A 14-year-old student with autism was identified by family members as one of four victims killed in Wednesday’s mass shooting at a Georgia high school.
Mason Schermerhorn’s desperate relatives had circulated his photo on social media after they couldn’t reach the teen following the shooting, according to WSBTV.
“If he is escalated, PLEASE use a calm voice with him,” family members posted online.
“Let him know his mom is looking for him for reassurance.”
Schermerhorn’s mother later told the outlet that her son was among the dead at Apalachee High School.
The teenager enjoyed spending time with his family, telling jokes, playing video games and trips to Walt Disney World, family friends told the New York Times.
“He really enjoyed life,” Doug Kilburn, a longtime friend of the boy’s mother, told the paper. “He always had an upbeat attitude about everything.”
Schermerhorn, another 14-year-old student identified as Christian Angulo and two math teachers — Richard Aspinwall, 39, and Christina Irimie, 53 — were gunned down in the shooting, allegedly by 14-year-old suspect Colt Gray.
Another nine victims, including special education teacher David Phenix and eight students, were hospitalized with gunshot wounds, law enforcement said. All are expected to survive, Barrow County Sheriff Jud Smith said.
Gray allegedly opened fire — using an AR-15-style gun — inside the high school around 10:30 a.m., officials said during an evening press conference.

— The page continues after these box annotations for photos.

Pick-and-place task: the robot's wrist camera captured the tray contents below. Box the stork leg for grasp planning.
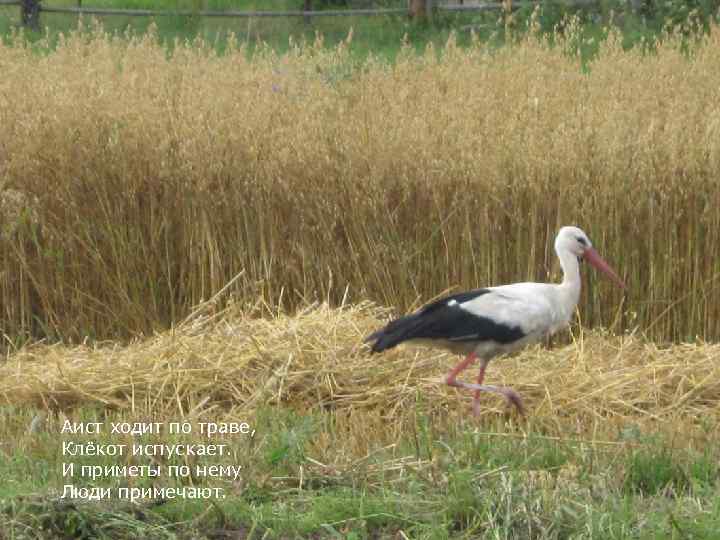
[445,352,525,416]
[445,351,477,387]
[473,358,490,416]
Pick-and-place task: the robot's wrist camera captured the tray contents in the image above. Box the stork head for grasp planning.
[555,227,625,289]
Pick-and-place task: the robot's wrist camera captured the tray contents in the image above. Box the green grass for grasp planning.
[0,409,720,539]
[0,0,720,60]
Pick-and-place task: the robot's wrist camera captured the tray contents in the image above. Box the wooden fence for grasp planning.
[0,0,596,30]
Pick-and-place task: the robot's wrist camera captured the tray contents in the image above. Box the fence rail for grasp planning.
[0,0,597,29]
[40,6,408,17]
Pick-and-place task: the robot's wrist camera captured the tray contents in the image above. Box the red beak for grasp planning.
[583,248,626,289]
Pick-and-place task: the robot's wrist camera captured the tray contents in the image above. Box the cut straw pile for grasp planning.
[0,303,720,430]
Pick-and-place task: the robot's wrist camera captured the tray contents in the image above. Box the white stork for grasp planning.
[365,227,625,415]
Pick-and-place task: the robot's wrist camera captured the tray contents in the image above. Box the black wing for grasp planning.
[365,289,525,352]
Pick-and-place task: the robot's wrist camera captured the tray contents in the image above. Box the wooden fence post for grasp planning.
[20,0,40,30]
[410,0,425,21]
[303,0,312,25]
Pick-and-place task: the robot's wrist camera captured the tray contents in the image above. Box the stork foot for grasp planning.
[455,381,525,416]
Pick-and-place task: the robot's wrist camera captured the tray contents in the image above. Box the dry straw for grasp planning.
[0,25,720,342]
[0,303,720,441]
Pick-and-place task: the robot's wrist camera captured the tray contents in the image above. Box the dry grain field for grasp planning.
[0,17,720,539]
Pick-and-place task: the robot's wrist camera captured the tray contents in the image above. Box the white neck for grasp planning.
[557,249,581,303]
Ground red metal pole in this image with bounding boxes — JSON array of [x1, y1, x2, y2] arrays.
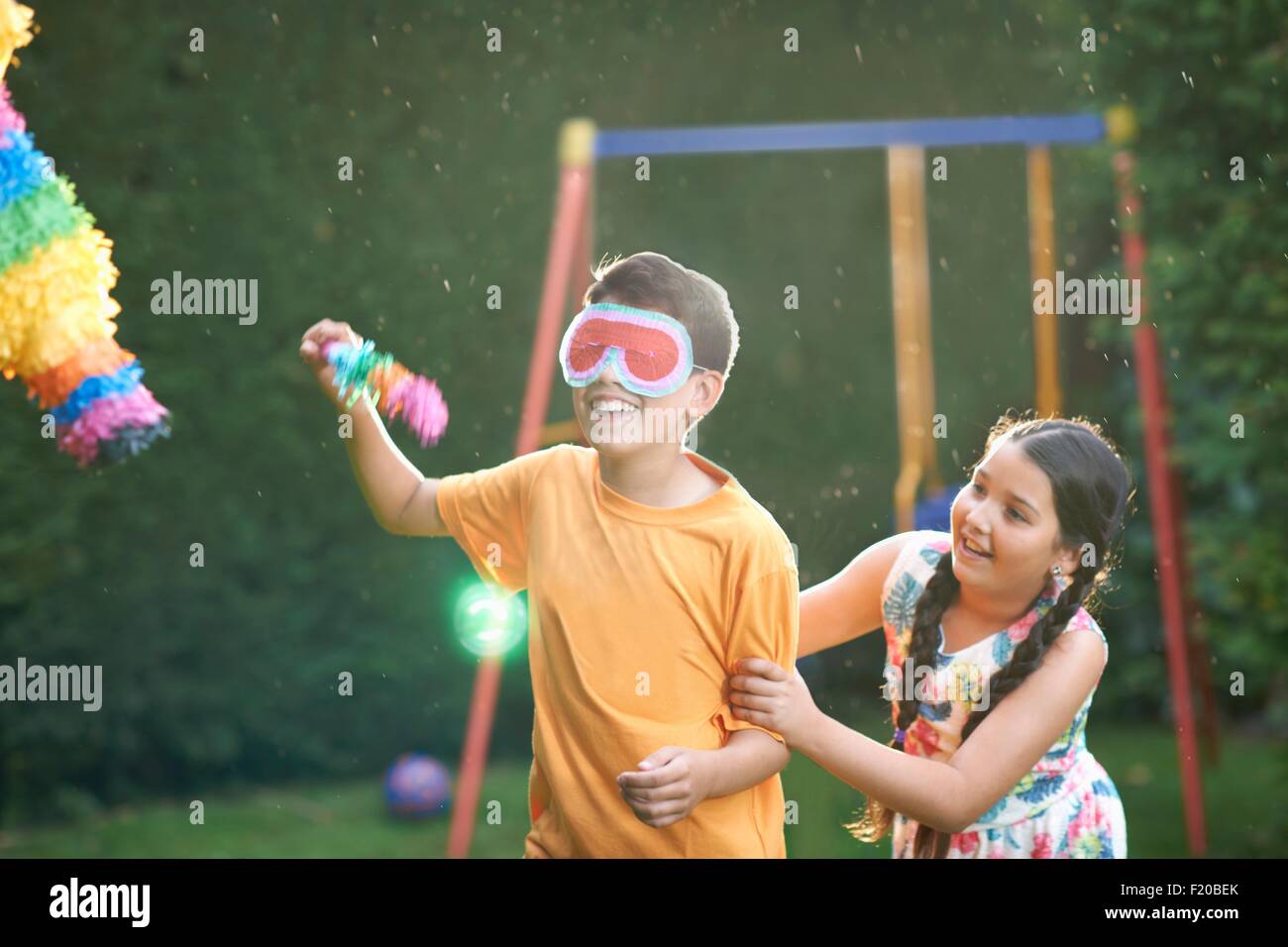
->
[[447, 123, 593, 858], [1115, 150, 1207, 856]]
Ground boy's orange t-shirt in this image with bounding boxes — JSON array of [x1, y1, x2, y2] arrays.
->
[[438, 445, 800, 858]]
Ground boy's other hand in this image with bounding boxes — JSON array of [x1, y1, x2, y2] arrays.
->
[[617, 746, 713, 828], [300, 320, 362, 407]]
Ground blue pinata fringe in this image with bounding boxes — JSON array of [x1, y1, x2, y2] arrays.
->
[[45, 360, 143, 425], [0, 130, 46, 210]]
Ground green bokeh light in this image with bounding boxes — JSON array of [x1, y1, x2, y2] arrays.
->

He “immediately surrendered” to two school resources officers and was taken into custody shortly after he began his deadly rampage. He is expected to be charged as an adult.
The teen gunman had been on the FBI’s radar for more than a year after he was investigated over online threats to shoot up a school.
The Jackson County Sheriff’s Office previously interviewed Gray and his father after the FBI had received multiple tips about the school shooting threats — which included photos of guns — in May 2023.
The then-13-year-old denied making the threats and his father told investigators that he kept hunting guns in their home, but Gray did not have unsupervised access to them, according to the FBI.
Law enforcement officials at the time said they did not have probable cause to arrest the teenager or take further action.